Porto
Mais do que simples lagosta
Não é todos os anos que surgem jogadores com um talento tão distinto. A equipa técnica do Porto tem a noção de que Hélder Barbosa possui uma enorme margem de progressão e, embora a ausência de Tarik Sektioui (CAN) possa ter sido vista com algum cepticismo, a verdade é que facilitou o regresso ao plantel portista de um activo que pode desenvolver-se e tornar-se num jogador de excepção nos próximos anos do futebol português.

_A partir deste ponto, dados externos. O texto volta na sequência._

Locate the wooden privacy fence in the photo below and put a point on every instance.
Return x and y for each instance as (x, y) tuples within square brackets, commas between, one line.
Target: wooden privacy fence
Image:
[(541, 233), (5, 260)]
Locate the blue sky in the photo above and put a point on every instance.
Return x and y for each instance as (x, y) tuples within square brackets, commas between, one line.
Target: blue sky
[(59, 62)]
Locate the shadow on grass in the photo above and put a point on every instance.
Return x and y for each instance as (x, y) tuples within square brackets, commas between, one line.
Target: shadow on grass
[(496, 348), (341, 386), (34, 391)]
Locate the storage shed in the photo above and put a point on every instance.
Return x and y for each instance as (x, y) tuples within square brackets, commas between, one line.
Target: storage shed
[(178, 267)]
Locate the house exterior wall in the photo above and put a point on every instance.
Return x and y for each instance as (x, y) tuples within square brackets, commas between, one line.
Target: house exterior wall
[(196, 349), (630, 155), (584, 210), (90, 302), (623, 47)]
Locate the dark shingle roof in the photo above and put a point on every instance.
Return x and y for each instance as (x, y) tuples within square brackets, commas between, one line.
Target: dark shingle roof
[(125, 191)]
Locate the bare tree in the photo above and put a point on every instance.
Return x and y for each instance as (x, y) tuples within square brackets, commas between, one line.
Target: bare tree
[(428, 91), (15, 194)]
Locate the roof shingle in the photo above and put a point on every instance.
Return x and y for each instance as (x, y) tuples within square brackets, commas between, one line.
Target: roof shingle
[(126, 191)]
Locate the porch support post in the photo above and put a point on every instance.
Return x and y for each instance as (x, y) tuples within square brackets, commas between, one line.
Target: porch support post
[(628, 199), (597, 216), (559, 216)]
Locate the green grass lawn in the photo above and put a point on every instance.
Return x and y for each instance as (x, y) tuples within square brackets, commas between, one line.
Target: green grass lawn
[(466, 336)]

Embora seja um atacante com grande mobilidade e apareça muitas vezes em zonas interiores de finalização e criação, Hélder Barbosa apresenta um futebol mais incisivo quando joga a partir das alas, podendo, assim, tomar mais balanço para encarar os defesas em 1v1 e executar o cruzamento, aspecto em que é particularmente forte. Muda facilmente de velocidade e, além de um vasto repertório de dribles, cruza bastante bem com o seu fantástico pé esquerdo - ultimamente era ele que cobrava grande parte dos cantos e livres na Académica.
A sua qualidade de drible curto e longo é impressionante, mas é também aí que reside o seu ponto mais frágil, pois ainda tenta recorrer demasiado a lances individuais para definir as jogadas. As perdas de bola e os adornos desnecessários são, naturalmente, fruto dos 20 anos e esta nova etapa no Porto, agora treinado por Jesualdo Ferreira (Hélder estreou-se com Adriaanse, na última jornada de 2005/6, em que, curiosamente, foi expulso), pode melhorar esse detalhe.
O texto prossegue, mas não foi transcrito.